Another theory suggested that they were killed with more force than was necessary as part of a ritualistic killing.
Post mortem injuries occured in the bog
Scientists already knew how Grauballe Man died: A single sharp cut to the throat from ear to ear while he knelt with his head pulled back. But the new analyses reveal that the damage to his head and legs probably occurred post mortem.
New scans also revealed that the damage to his head and legs probably occurred due to the massive weight of the bog pressing down on the soft bones.
The same also applies to another famous bog body, Borremose Woman, who was discovered by peat diggers in North Jutland in 1948. Original analyses suggested that she must have received a violent blow, which crushed her face.

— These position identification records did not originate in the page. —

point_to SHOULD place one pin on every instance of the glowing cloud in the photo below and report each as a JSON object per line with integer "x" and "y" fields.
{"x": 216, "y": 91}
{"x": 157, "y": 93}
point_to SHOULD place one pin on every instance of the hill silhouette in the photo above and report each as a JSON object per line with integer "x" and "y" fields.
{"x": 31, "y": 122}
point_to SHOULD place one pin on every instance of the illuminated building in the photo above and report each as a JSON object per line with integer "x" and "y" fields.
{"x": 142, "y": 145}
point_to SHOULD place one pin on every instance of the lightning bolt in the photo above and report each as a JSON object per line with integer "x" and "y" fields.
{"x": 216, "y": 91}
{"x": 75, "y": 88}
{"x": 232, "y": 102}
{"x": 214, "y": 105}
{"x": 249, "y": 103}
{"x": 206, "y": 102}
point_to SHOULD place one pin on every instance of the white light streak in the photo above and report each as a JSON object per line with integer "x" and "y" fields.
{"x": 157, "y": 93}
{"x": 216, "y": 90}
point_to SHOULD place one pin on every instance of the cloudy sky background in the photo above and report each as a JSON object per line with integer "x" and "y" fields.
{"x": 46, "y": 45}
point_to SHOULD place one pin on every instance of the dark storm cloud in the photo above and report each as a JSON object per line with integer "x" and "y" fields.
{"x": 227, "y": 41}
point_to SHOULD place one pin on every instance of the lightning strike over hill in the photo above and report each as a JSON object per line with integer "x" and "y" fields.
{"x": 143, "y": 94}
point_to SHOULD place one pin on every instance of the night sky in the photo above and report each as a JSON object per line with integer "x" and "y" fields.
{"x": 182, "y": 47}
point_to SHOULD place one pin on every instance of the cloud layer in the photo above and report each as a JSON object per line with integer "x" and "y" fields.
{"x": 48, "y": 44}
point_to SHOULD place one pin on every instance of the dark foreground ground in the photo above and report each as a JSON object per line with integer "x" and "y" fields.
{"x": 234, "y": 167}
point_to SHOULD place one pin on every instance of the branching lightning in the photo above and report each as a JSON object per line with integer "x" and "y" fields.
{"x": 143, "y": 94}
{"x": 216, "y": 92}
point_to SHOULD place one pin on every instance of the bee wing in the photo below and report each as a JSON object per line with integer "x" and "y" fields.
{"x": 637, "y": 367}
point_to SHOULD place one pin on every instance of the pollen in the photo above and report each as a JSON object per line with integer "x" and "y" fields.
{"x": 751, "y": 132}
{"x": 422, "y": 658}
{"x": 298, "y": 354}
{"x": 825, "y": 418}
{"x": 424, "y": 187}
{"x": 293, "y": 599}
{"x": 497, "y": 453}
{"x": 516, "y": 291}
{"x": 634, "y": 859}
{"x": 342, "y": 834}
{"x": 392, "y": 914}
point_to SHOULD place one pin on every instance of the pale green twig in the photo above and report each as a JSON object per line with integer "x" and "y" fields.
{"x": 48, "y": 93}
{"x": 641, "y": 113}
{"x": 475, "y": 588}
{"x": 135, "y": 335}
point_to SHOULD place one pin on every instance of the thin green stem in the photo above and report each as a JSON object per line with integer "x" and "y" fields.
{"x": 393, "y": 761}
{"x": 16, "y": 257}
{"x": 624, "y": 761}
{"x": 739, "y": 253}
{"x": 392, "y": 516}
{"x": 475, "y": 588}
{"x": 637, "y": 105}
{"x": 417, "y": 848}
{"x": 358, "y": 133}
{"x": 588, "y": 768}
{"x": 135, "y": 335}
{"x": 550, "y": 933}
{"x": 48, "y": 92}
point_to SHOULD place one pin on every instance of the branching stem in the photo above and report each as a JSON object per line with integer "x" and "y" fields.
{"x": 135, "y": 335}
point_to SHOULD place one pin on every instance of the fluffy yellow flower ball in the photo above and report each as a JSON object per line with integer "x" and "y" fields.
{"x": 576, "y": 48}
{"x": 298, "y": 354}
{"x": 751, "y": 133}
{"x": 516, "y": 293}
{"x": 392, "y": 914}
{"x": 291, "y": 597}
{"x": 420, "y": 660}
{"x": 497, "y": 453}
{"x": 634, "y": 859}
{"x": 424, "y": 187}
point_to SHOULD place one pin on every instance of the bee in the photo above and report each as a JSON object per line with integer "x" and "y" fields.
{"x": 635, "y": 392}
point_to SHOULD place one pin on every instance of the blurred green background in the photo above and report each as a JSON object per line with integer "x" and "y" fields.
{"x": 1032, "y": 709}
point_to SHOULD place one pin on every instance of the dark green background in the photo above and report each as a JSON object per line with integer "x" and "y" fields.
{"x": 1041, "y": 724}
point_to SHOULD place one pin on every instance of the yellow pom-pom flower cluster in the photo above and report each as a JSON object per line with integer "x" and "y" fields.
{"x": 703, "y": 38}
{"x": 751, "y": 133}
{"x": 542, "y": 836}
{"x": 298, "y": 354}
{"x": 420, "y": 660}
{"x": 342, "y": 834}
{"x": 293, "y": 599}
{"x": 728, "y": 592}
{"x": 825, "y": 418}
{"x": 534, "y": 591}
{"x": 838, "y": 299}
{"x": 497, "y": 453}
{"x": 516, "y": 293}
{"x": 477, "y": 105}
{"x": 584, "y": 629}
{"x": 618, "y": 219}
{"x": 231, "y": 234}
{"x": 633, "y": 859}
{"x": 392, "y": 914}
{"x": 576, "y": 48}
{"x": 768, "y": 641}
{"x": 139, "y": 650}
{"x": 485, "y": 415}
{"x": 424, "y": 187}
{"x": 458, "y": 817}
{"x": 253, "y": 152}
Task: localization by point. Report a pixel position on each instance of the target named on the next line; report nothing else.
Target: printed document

"In the case of Grauballe Man and Borremose Woman, we can see that they have been damaged after they died. It may not be the case for other bog bodies, but for these two, we're not talking about an extremely violent death," says Lynnerup.
"They weren't meant to suffer"
These new conclusions fit with similar work by the Irish archaeologist Eamonn Kelly from the National Museum of Ireland as part of the Bog Bodies Research Project. He has studied all of Ireland's bog bodies using CT and MRI scans, palaeodiet analyses, microscopy, and studies of the bodies' cells and tissue to identify any diseases.
The Irish bog bodies are relatively new discoveries—all were excavated since 2003 and Kelly has found no evidence that they were tortured.
"There's been discussions as to whether the bog bodies were tortured before their death, but we found no proof of that in our investigations," says Kelly.
Interestingly, the Irish bodies actually have more injuries, but it was the first injury that killed them or made them unconscious.
"They weren't meant to suffer. There was no wish to be cruel to these people. The subsequent injuries seem to be made with ritual purposes," he says.
A local or an outsider?
So if they weren't tortured to death, what did happen to them? Who were these people and why were they killed and buried in a fen?
These answers could be just around the corner. Lynnerup and colleagues are currently awaiting the results of strontium isotope analyses, which should indicate whether the bodies were local or had travelled great distances to the site.
A local signature could indicate that they had committed a crime and were sacrificed as a result. But being chosen as the fen's victim may also have been an honour, for the victim and their family, says Lynnerup.
Alternatively, if the strontium analyses indicate that the bog bodies had travelled to reach the fen this could suggest that they were high status individuals or even royalty.
One day, Lynnerup hopes to use DNA analyses to answer such questions: Were any of them related? Were they a part of a wave of immigration? Were they already ill when they died?
"Ten years ago, DNA techniques required relatively large, intact pieces of DNA. But this is reducing all the time, and completely new techniques are emerging. If one day we could use DNA, it would probably give us lots of answers," says Lynnerup.